Former Senate Majority Leader Trent Lott (R-MS) is picking up strong support from conservatives for a return to the party's leadership, including serious consideration for the top job, being vacated by retiring Bill Frist (R-TN).
Seems Lott has successfully resuscitated his image. How? By successfully portraying himself as an insider's outsider — someone who can be a team player, but isn't afraid to stand up to President Bush or Frist. And with Bush's poll numbers tanking and mid-term elections just around the corner, Republican outsiders are suddenly in again.
It's a far cry from 2002, when Lott had what he called a "little bump in the road."

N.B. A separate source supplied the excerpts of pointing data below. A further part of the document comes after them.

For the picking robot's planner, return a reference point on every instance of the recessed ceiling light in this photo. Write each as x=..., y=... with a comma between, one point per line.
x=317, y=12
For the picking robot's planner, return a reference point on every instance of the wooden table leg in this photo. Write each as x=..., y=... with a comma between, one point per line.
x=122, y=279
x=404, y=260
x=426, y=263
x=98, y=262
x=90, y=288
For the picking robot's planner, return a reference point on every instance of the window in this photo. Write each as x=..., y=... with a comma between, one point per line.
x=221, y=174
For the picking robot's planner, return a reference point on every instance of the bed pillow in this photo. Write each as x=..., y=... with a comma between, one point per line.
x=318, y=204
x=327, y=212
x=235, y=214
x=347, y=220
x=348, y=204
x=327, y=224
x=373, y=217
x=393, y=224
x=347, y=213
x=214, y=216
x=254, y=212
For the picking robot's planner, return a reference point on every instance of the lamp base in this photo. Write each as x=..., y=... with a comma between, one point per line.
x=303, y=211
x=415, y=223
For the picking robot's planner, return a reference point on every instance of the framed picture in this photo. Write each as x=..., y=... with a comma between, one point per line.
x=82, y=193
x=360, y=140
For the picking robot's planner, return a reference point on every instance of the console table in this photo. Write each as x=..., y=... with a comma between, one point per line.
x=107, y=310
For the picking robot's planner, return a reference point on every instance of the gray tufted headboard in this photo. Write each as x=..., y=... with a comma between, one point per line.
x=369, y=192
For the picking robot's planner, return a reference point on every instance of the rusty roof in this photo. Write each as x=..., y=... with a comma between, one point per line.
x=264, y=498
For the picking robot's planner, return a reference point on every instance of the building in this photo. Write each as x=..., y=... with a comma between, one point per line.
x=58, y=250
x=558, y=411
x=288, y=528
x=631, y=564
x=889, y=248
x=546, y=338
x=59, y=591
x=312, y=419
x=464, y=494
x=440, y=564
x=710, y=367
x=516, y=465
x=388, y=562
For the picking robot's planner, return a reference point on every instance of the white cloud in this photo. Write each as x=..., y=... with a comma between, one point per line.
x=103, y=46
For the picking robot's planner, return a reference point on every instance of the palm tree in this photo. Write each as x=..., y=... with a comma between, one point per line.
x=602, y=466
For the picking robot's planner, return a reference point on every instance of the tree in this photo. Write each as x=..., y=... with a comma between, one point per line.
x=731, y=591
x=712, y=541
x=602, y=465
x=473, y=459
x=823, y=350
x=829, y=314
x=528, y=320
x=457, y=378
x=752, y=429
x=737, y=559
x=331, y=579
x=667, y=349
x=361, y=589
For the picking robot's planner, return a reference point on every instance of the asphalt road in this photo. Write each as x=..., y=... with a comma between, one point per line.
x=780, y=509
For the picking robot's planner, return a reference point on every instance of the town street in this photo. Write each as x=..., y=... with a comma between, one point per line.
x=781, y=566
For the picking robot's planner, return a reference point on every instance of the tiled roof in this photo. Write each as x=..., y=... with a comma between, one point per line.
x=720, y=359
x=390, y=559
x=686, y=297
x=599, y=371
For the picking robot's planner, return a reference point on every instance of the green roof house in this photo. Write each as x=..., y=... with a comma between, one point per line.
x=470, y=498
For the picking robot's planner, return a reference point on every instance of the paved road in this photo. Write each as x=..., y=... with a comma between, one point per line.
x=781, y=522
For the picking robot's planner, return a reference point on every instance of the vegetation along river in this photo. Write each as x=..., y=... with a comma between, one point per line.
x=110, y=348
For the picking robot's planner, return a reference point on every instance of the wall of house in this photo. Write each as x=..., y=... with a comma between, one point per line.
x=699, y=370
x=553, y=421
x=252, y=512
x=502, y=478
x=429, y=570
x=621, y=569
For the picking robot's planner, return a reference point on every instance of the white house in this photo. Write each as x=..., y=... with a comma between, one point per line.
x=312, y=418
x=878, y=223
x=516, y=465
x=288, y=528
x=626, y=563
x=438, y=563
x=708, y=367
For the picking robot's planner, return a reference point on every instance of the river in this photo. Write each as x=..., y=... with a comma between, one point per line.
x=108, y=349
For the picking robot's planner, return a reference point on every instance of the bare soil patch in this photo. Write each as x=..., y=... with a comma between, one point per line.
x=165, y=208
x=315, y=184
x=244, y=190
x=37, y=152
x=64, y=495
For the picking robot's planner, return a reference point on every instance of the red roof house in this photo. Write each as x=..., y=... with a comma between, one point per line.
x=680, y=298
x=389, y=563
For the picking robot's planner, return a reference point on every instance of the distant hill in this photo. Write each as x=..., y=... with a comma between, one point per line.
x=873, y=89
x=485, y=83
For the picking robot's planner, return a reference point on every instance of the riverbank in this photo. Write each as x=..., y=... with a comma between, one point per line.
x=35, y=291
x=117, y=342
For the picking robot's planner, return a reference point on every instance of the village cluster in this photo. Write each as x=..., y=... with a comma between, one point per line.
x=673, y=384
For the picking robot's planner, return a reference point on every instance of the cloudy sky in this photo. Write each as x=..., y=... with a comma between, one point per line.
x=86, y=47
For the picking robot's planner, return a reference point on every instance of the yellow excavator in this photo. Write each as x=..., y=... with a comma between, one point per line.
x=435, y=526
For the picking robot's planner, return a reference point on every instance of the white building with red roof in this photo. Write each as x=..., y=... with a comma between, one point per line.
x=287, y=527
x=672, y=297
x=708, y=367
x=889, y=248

At the 100th birthday party for the late Strom Thurmond (R-SC), Lott said: "I want to say this about my state. When Strom Thurmond ran for president, we voted for him. We're proud of him. And if the rest of the country had followed our lead, we wouldn't have had all these problems over all these years, either."
President Bush said Lott's comments "do not reflect the spirit of our country," and many of Lott's Republican colleagues agreed. Barely two weeks after the racially divisive remarks, Lott stepped down as majority leader, replaced by Frist.
Lott, forced from power, became something of an insider's outsider, at a time when the GOP voted en masse for the Bush agenda. But times have changed. Even Frist, the Senate face for the Bush agenda, has recently detached himself from some parts of the Bush agenda (with one eye on a 2008 presidential run).
But Assistant Majority Leader Mitch McConnell of Kentucky, another top candidate to replace Frist, has not detached himself from Bush. For example, McConnell endorsed Supreme Court nominee Harriet Miers. Lott thus far has not.
Meanwhile, Rick Santorum of Pennsylvania substantially trails state treasurer Robert Casey in recent polls in his bid for re-election next year. That may leave him out of the GOP leadership altogether. Perhaps in response to his own uphill climb for re-election, Santorum has begun detaching himself from the Bush agenda, most noticeably by remarking negatively on Bush's handling of Social Security reform. Like Lott, he has not endorsed Miers.